Cyanobacterial cyclic electron flow drives proton pumping through NDH-1 complexes

Abstract

In cyanobacteria and other photosynthetic organisms, cyclic electron flow (CEF) around Photosystem I (PSI) is a crucial mechanism for balancing the photosynthetically produced energy carriers NADPH and ATP that are utilized to accumulate biomass. This is accomplished via the oxidation of NADPH by membrane oxidoreductases which pass the electrons into the membrane-soluble PQ pool and back to PSI where ferredoxin (Fd) and NADP+ are reduced, completing the cycle. This cyclic flow drives the pumping of protons across the thylakoid membrane, driving the operation of ATP-synthase and thereby increasing the ATP/NADPH ratio with no net consumption of NADPH. A major participant in CEF are the NDH-1 complexes, homologs to respiratory complex I. Cyanobacteria possess four versions of this complex that participate in CEF as well as CO2 uptake. While the activity of these complexes in pumping protons is known in other organisms, and the closely related chloroplast NDH-1 had recently been shown to do so, information on these complexes in cyanobacteria is lacking regarding proton pumping activity.
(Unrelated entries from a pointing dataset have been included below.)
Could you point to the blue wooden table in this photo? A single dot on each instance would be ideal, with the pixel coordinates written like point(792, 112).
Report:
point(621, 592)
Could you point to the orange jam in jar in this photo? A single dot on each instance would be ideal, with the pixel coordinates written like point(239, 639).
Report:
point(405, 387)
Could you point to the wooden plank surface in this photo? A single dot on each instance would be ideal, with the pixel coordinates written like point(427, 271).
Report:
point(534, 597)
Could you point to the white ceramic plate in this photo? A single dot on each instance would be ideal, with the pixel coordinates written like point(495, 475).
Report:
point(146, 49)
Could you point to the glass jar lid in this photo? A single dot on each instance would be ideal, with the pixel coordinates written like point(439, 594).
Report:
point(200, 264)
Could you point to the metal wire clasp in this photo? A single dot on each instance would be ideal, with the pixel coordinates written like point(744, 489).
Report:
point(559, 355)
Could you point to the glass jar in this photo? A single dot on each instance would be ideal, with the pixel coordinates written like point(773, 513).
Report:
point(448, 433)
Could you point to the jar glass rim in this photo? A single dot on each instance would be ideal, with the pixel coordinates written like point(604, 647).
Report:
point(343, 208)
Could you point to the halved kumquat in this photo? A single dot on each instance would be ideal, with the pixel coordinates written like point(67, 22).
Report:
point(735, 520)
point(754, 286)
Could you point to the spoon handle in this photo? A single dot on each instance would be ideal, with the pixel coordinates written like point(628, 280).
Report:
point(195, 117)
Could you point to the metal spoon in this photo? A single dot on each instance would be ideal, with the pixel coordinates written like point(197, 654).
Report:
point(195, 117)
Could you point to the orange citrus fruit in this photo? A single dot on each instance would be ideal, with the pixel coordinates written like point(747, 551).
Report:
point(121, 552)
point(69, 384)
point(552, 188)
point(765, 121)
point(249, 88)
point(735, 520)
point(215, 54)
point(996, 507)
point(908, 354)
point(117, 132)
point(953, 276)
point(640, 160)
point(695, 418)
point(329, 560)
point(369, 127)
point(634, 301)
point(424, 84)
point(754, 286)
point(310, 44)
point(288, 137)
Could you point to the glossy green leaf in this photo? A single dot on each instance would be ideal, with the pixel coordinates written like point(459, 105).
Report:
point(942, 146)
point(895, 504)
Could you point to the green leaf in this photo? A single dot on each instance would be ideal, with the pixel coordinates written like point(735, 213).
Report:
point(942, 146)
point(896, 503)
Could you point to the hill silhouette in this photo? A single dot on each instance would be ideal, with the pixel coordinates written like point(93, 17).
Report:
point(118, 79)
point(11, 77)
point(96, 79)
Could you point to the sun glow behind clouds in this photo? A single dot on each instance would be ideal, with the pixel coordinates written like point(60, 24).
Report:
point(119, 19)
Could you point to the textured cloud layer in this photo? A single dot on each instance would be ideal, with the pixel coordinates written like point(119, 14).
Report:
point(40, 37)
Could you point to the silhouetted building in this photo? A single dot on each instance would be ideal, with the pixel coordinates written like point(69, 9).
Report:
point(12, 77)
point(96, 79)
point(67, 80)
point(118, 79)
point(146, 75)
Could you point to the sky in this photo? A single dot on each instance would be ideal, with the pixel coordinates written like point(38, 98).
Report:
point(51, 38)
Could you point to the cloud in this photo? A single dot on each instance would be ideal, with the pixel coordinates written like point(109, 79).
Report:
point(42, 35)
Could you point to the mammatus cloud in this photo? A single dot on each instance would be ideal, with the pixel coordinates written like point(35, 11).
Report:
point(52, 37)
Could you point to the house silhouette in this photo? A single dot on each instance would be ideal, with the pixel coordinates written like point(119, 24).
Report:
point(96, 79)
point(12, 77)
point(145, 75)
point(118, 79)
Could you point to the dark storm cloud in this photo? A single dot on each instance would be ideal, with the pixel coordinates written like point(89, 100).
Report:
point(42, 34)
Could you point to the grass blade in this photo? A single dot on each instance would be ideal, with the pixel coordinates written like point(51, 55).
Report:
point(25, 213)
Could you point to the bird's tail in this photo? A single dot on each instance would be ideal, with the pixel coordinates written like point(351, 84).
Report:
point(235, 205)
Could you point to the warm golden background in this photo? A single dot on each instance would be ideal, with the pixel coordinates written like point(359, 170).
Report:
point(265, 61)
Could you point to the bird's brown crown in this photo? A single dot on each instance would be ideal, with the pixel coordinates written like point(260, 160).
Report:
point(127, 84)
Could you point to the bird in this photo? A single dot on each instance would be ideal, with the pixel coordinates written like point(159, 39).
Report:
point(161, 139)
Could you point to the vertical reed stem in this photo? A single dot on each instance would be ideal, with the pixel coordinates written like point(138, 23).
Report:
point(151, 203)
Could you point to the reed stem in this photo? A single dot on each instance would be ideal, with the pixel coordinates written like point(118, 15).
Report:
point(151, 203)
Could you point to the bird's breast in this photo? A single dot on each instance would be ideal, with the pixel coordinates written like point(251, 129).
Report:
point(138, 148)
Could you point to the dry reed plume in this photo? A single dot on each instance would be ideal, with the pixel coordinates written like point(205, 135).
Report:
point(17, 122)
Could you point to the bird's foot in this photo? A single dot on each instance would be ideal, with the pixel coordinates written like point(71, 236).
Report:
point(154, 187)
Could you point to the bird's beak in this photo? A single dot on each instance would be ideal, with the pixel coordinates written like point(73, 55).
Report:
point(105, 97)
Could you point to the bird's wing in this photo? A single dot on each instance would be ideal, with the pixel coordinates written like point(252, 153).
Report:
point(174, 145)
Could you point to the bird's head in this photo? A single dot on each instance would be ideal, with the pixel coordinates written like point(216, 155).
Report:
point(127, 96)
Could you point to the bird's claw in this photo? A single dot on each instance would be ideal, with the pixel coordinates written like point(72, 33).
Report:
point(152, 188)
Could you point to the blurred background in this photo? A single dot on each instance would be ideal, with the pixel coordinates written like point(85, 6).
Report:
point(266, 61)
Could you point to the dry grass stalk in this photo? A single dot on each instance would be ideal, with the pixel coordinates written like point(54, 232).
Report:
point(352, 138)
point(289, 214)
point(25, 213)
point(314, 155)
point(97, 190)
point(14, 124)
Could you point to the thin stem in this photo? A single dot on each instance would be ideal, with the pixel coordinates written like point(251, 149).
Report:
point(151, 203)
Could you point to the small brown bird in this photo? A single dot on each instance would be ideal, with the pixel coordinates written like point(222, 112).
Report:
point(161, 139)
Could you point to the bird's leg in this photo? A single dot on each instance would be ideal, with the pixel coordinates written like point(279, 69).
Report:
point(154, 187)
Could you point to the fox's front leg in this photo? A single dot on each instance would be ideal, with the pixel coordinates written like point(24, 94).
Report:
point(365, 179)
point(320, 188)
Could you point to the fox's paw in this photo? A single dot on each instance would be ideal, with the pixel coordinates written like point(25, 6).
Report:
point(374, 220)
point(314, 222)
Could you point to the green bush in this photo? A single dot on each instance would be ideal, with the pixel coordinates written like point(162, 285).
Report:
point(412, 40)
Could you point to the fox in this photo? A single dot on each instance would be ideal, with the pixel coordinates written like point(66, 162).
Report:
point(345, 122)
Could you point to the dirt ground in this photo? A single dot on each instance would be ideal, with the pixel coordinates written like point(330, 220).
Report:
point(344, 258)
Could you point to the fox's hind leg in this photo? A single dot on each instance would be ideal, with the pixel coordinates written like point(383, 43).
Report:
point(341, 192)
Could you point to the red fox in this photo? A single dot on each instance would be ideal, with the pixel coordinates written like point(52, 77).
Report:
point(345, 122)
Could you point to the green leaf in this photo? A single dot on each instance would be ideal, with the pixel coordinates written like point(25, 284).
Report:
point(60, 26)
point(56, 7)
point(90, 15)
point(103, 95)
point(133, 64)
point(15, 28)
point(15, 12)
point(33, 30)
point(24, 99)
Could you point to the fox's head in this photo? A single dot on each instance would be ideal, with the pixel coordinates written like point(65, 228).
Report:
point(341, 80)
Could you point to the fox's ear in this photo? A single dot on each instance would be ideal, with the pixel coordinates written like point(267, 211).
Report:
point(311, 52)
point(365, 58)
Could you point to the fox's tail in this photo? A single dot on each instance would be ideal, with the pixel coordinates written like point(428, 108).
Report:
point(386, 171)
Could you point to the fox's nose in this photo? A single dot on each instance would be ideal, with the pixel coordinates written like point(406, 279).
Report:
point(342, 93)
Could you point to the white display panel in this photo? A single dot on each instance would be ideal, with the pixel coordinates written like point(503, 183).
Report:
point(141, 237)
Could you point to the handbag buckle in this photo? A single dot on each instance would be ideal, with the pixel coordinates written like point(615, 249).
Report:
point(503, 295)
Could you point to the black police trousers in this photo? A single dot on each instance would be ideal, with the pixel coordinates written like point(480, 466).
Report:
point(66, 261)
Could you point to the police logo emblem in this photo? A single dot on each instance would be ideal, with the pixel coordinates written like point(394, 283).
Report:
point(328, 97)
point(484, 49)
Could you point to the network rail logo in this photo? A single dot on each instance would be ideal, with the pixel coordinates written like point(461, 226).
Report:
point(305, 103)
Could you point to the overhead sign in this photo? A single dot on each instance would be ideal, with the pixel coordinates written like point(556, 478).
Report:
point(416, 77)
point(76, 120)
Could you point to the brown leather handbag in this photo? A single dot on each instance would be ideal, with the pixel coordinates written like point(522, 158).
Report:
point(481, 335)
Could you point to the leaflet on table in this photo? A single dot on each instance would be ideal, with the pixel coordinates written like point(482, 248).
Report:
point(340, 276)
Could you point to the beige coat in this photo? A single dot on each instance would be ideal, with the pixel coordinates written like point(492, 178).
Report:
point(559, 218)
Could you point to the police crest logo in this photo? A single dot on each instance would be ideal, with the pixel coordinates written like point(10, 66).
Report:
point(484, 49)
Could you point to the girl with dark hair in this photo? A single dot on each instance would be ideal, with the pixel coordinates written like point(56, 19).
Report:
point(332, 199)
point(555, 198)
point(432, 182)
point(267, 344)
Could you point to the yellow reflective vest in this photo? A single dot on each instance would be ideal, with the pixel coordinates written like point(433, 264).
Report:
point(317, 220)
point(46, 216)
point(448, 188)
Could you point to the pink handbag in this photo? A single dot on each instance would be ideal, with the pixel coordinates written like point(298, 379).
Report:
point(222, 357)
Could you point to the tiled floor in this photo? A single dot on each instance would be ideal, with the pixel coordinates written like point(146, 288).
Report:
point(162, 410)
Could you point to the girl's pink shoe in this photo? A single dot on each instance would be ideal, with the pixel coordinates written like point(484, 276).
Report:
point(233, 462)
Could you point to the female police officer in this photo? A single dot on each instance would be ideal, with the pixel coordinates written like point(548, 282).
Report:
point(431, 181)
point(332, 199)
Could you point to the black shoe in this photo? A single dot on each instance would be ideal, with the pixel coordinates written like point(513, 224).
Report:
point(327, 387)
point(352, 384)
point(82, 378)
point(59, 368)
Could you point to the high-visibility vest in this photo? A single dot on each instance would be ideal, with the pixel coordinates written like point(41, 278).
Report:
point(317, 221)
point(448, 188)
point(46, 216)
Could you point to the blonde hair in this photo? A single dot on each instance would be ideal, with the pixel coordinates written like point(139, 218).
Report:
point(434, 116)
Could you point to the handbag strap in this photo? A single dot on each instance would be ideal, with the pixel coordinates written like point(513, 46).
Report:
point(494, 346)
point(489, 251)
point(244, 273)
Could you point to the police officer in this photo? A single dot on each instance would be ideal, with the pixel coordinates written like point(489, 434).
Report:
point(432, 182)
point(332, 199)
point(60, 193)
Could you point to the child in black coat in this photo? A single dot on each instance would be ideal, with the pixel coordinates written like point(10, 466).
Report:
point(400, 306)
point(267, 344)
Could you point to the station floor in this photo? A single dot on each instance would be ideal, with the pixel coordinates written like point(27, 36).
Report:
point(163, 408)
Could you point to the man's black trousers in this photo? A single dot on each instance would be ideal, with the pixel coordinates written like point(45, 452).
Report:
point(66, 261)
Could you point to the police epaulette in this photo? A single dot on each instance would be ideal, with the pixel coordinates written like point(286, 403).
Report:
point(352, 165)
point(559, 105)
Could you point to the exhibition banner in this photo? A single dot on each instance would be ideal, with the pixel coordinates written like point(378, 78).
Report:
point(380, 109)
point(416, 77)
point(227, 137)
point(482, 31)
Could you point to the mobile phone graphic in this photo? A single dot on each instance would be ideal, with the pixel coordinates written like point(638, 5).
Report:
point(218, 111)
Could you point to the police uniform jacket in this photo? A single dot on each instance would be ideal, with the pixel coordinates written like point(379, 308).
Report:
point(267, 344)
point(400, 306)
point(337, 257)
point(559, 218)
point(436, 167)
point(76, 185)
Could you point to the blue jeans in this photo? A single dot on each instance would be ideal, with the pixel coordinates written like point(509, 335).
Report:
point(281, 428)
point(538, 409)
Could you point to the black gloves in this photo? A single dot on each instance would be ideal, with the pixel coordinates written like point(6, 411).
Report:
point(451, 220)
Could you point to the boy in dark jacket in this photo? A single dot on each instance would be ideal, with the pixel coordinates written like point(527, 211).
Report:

As well, in cyanobacteria, these complexes were demonstrated to utilize Fd as a reductant source instead of NAD(P)H as is typical for its homologs. Cyanobacteria also possess a system to regulate the redox state of the Fd/NADPH pools by exchanging electrons between them, termed the Fd:NADP-oxidoreductase (FNR). Some cyanobacteria, like Synechocystis sp. PCC6803, possess two isoforms of FNR, FNRS and FNRL, that share a gene and are differentially expressed by different translation initiations, and are thought to primarily operate in NADPH oxidation and NADP+ reduction respectively, though there are still large gaps in understanding their physiological functions. In this work, it is hypothesized that CEF is a major driver of proton pumping and that NDH-1 complexes are the driving force of that proton pumping. It is also hypothesized that the activity of FNRS feeds NDH-1 with reduced Fd, allowing enhancement of proton pumping during acclimation to fluctuating light conditions, a major stressor of photosynthetic organisms.